Mutinerie et bombardement du Palais de Conté en février 1996 : 28 ans après, le colonel Yaya Sow dit sa part de vérité…

CONAKRY-Qui a bombardé le Palais du Général Lansana Conté en 1996 ? Comment la mutinerie des 2 et 3 février de cette année avait-t-elle éclaté ? 28 ans après ces incidents tragiques, le Colonel Yaya Sow a accepté de dire sa part de vérité sur ce qui s’était passé ce jour.

Dans une interview exclusive qu’il a accordée à Africaguinee.com, l’officier artilleur à la retraite « déconstruit » la légende qui s’est forgée autour de l’obus de char qui avait touché le Palais des Nations. Ce tir d’obus parti du Camp Alpha Yaya Diallo, la plus grande garnison militaire du pays avait failli mettre fin aux jours du Général président. Son pouvoir avait vacillé, mais a résisté.

Le commandant Yaya Sow alors accusé d’être l’un des instigateurs de cette mutinerie, avait été arrêté, jugé et condamné à dix ans de prison avec d’autres soldats, puis radiés des effectifs de l’armée en 1998. Il fut réintégré en 2010 par le Général Sékouba Konaté, alors président de la transition. C’est un homme serein qui a ouvert son cœur à votre quotidien électronique. Sur Africaguinee.com, le physicien revient sur cette autre cicatrice du passé tumultueux de la Guinée.

AFRICAGUINEE.COM : Mon Colonel ! Des bruits de bottes sont partis du camp Alpha Yaya en 1996. Vous aviez quel grade et vous occupiez quelle fonction ?

COLONEL YAYA SOW : En ce moment j’étais chef de bataillon et commandant l’artillerie guinéenne depuis 1990. Entre 1994-1995, j’étais au front en Sierra Leone comme commandant du quatrième contingent guinéen déployé sur place. C’est à mon retour en Guinée que les évènements des 2 et 3 février 1996 ont eu lieu.

Qu’est-ce qui était à la base de la mutinerie ?

En fait tout s’est déclenché à la suite de l’augmentation des salaires des policiers. Les militaires, surtout les jeunes de la promotion « 90 » ont estimé que l’armée est lésée. Ils ont alors commencé à manifester. En réalité, l’initiative était venue de ceux-là. Je ne le cache pas parce que nous étions des militaires recrutés sous le régime de Sékou Touré. Nous de la vieille classe on n’était pas assez audacieux pour aller contre l’institution, contre l’Etat. Les jeunes avaient le sang chaud peut-être ne comprenant pas toutes les réalités.

Du déroulement des évènements jusqu’à votre arrestation qu’est-qui s’était réellement passé ?

J’étais rentré du front en novembre 1995. Quand les jeunes se sont emparés des armes pour tirer dans la rue, certains officiers pris de panique, ont enlevé leur grade pour disparaître.
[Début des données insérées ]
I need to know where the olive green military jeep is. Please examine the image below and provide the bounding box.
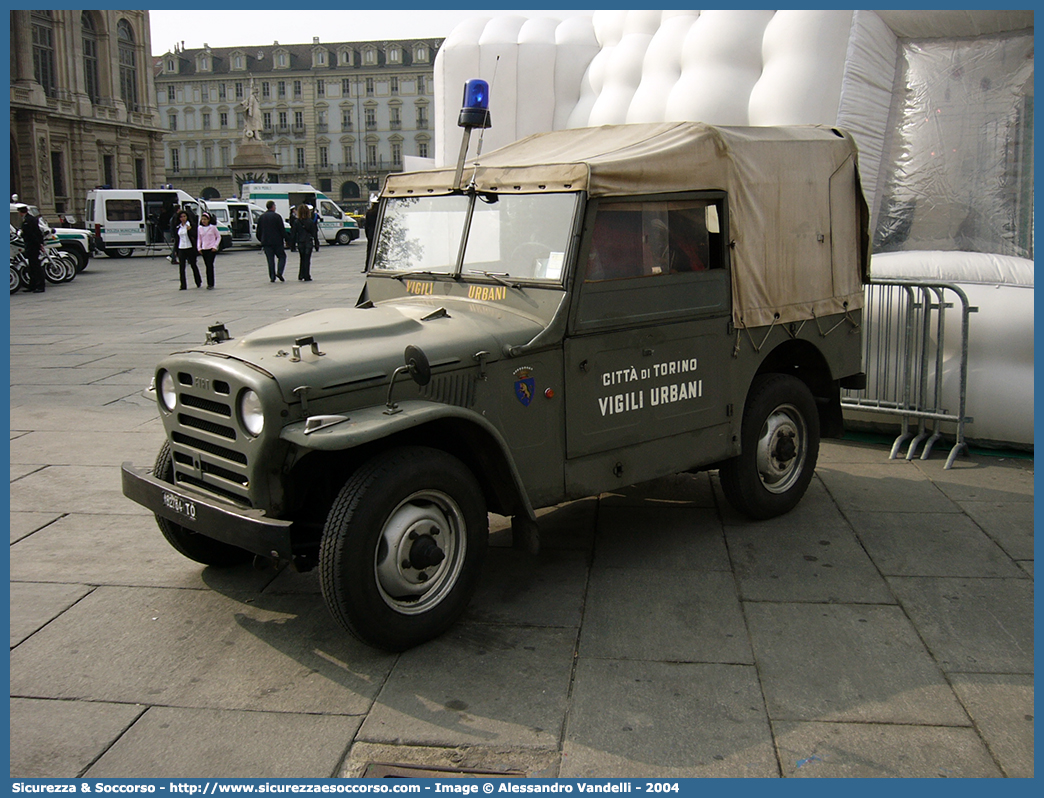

Moi qui revenais du front, je dis Non, si j’enlève mes grades pour fuir les jeunes, je quitte par peur aujourd’hui, je ne reviendrais plus jamais dans l’armée. Les jeunes étaient fâchés contre tous les officiers. Ce qui avait fait que beaucoup se sont mis à couvert. C’est comme ça que je suis resté au camp. Un moment, des gens sont venus me rapporter qu’on avait tiré sur des hommes du camp Alpha Yaya au palais. Je me suis dit que c’est très sérieux, il fallait rester au camp pour gérer ça. Après je suis allé au palais des Nations pour vérifier. Sur place j’ai observé et je me suis rendu compte que ce n’était pas vrai, aucun soldat n’avait été touché. C’était de l’intox.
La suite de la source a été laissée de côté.